Vorarlberg / 11.04.2021 • 19:33 Uhr / 2 Minuten Lesezeit

Acht von zehn Österreichern begrüßen Höchstgerichtsurteil.

wien Eine große Mehrheit der Bevölkerung ist für einen liberaleren Umgang mit der Sterbehilfe. Laut einer Umfrage des Meinungsforschungsinstituts INTEGRAL finden acht von zehn Österreichern und Österreicherinnen das jüngste Urteil des Verfassungsgerichtshofs (VfGH) zum assistierten Suizid gut. Etwa ein Drittel (32 Prozent) denkt, dass die Entscheidung noch zu wenig weit geht, knapp jeder Zweite kann sich vorstellen, einmal selbst Sterbehilfe in Anspruch zu nehmen. In Auftrag gegeben wurde die Umfrage von der Österreichischen Gesellschaft für ein humanes Lebensende (ÖGHL). Befragt wurden Mitte März 1000 Österreicher und Österreicherinnen von 16 bis 69 Jahren. Hintergrund ist das VfGH-Urteil vom Dezember 2020, das die Strafbarkeit der Beihilfe zum Selbstmord gekippt hat.
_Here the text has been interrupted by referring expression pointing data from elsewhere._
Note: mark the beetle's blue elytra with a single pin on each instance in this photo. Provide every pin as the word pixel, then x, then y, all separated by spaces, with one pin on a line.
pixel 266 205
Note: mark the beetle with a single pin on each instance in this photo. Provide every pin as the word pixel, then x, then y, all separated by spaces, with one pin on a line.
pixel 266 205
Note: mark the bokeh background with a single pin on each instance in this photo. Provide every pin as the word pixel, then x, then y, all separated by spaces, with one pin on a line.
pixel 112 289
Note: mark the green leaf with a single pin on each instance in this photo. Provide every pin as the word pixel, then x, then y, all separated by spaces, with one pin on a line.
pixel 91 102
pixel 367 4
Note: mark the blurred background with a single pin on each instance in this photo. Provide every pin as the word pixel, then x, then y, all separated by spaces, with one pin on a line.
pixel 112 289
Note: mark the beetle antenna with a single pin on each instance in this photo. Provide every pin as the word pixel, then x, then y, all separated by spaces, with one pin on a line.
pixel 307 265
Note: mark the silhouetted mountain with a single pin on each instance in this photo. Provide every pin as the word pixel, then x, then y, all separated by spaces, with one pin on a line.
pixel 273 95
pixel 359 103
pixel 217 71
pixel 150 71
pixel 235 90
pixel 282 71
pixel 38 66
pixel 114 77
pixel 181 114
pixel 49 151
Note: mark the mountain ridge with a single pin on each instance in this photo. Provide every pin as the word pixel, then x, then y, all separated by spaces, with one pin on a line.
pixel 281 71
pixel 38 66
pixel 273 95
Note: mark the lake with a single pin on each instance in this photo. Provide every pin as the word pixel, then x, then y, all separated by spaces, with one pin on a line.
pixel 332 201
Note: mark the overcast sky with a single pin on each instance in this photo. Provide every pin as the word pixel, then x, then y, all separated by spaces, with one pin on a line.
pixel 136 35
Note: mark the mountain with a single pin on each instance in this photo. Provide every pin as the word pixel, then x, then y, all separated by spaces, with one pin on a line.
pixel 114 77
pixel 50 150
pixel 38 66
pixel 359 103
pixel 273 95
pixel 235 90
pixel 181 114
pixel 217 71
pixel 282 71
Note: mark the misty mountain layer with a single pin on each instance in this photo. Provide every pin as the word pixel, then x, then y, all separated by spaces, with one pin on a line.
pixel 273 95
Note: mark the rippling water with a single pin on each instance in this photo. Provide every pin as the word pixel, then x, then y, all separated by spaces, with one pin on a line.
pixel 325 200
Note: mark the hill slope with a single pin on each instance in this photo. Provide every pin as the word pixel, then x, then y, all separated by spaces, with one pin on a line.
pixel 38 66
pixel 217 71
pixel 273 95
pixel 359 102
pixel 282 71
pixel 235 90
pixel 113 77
Laut der Umfrage begrüßen 80 Prozent die VfGH-Entscheidung, die dazu führt, dass ab 1. Jänner 2022 die Beihilfe zum Selbstmord generell erlaubt ist. 32 Prozent wünschen sich eine rechtliche Möglichkeit, eine Vorab-Sterbeverfügung anzuordnen, insbesondere für den Fall von Krankheiten wie Demenz und Alzheimer. 23 Prozent meinen, dass auch aktive Sterbehilfe erlaubt sein sollte. Nur neun Prozent möchten hingegen am alten Verbot der Sterbehilfe aus dem Jahr 1934 festhalten.